One of the highlights during the 2016 meeting was 'population health with emphasis on lifestyle and prevention.' What are the most important lifestyle changes that you advocate for?
AP: As cardiologists, we often neglect the profound impact of population health and focus on new technologies or new pharmaceuticals. One of the strategic goals for the ACC over the next five years was population health, and we wanted to align with this goal by educating our members in the hope of empowering individuals to combat their disease.
An emphasis on exercise is important. At the time of the first conference, Kim Allan Williams Sr., MD, MACC, was president, and he is quoted as saying, "sitting is the new tobacco." Prevention was further emphasized with a focus on diet.
The Fellows in Training (FIT) activities have increased tremendously during the annual meeting. Various sessions, including 'Stump the Professor' and 'FIT Jeopardy,' are very popular. What do you envision for FIT activities over coming years?
AP: The best part of this has been allowing the FIT group to create and organize their own educational activities. Education can and should be fun. When the next generation is so engaged, this feeling becomes contagious, and it invigorates the entire meeting.
In your recent paper on governance, you mentioned that cardiologists across the country were surveyed about changes that the College made. What is the reason behind re-organizing the structure of the ACC? How have things changed?
AP: The ACC had grown dramatically in size and scope over the last 20 years, and it was important to keep pace with the amazing work that had been done. That means looking at the structure, function and governance to keep it nimble and relevant to the members. Most important for the governance was to have the board become more strategic so that the councils and committees of experts could make more independent decisions.
What do you think will be the greatest challenges facing cardiology and the ACC in the future?
AP: Some of the greatest challenges in the future will be the limitations of Medicare resources in this country and globally inequities in access to care. It is so important for the cardiologists to work well with all of the available members of the team. This includes working with colleagues of internal medicine, along with advance practice members.
Echocardiography appears to be one of your passions. What are the biggest changes you foresee in the field of echocardiography? What is your advice for FITs training in these fields?
AP: Echocardiography is evolving in many directions. Point of care imaging is expanding as it is being performed by critical care and emergency physicians. We will need to work with them in the future to ensure studies and interpretation are performed at the highest quality. As image acquisition becomes more accessible, there will always be a need for comprehensive expert echocardiography and FIT members will be part of this process.

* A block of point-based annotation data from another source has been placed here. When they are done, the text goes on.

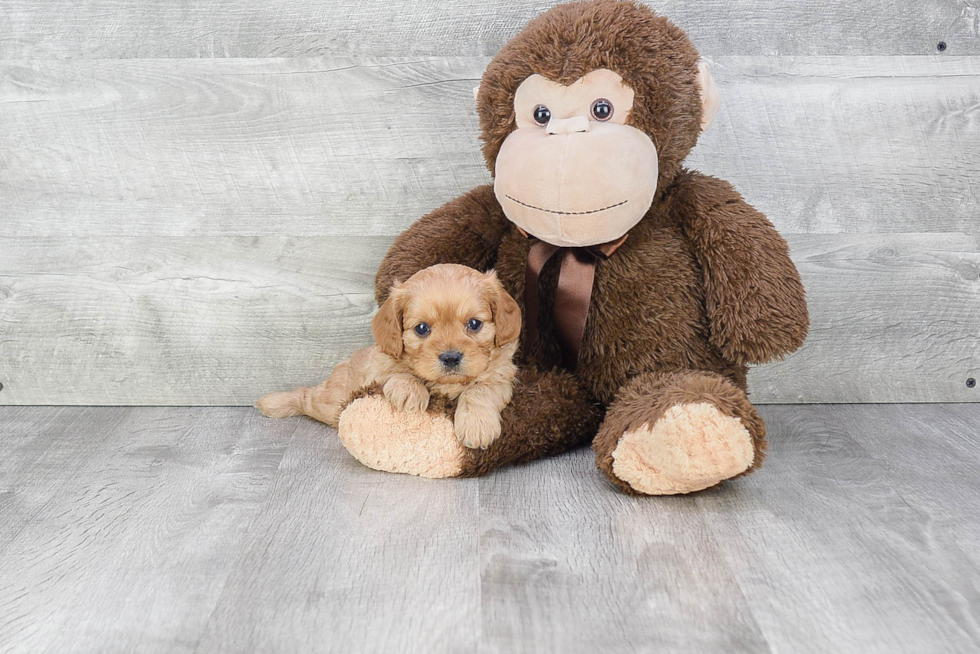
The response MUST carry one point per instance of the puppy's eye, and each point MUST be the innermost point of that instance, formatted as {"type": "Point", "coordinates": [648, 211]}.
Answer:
{"type": "Point", "coordinates": [541, 114]}
{"type": "Point", "coordinates": [602, 109]}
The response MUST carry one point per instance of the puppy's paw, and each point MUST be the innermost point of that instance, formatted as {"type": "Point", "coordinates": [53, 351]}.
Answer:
{"type": "Point", "coordinates": [476, 428]}
{"type": "Point", "coordinates": [407, 394]}
{"type": "Point", "coordinates": [280, 405]}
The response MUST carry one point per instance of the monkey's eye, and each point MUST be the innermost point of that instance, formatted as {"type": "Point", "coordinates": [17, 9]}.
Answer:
{"type": "Point", "coordinates": [602, 109]}
{"type": "Point", "coordinates": [542, 114]}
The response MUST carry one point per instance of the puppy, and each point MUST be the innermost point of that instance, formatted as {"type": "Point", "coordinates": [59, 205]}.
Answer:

Furthermore, echocardiography continues to evolve from 2D to 3D, incorporation of strain imaging, etc. It is a very exciting area and time for FITs as there is so much new happening, with continual intersection with various fields, whether it be structural interventionists, surgery, pulmonary, EP, etc.
You have been a consistent inspiration for 'Women in Cardiology.' What is your message for women interested in going into cardiology and women currently training in cardiology?
AP: My hope is that whether I am a woman or a man in cardiology, it won't be a question in 10 – 20 years. Both men and women in high-level professional careers such as cardiology must continue to maintain a balance in their lives. The real message is that you should do what you are passionate about, because then it doesn't feel like work anymore.
Charles Beale, MD, is chief cardiology fellow at Brown University, in Providence, Rhode Island, and a member of the Rhode Island Chapter of the ACC.
Poonam Velagapudi, MD, MS, is an interventional cardiology fellow at Brown University, Providence, Rhode Island, and chair of the FIT Section Leadership Council.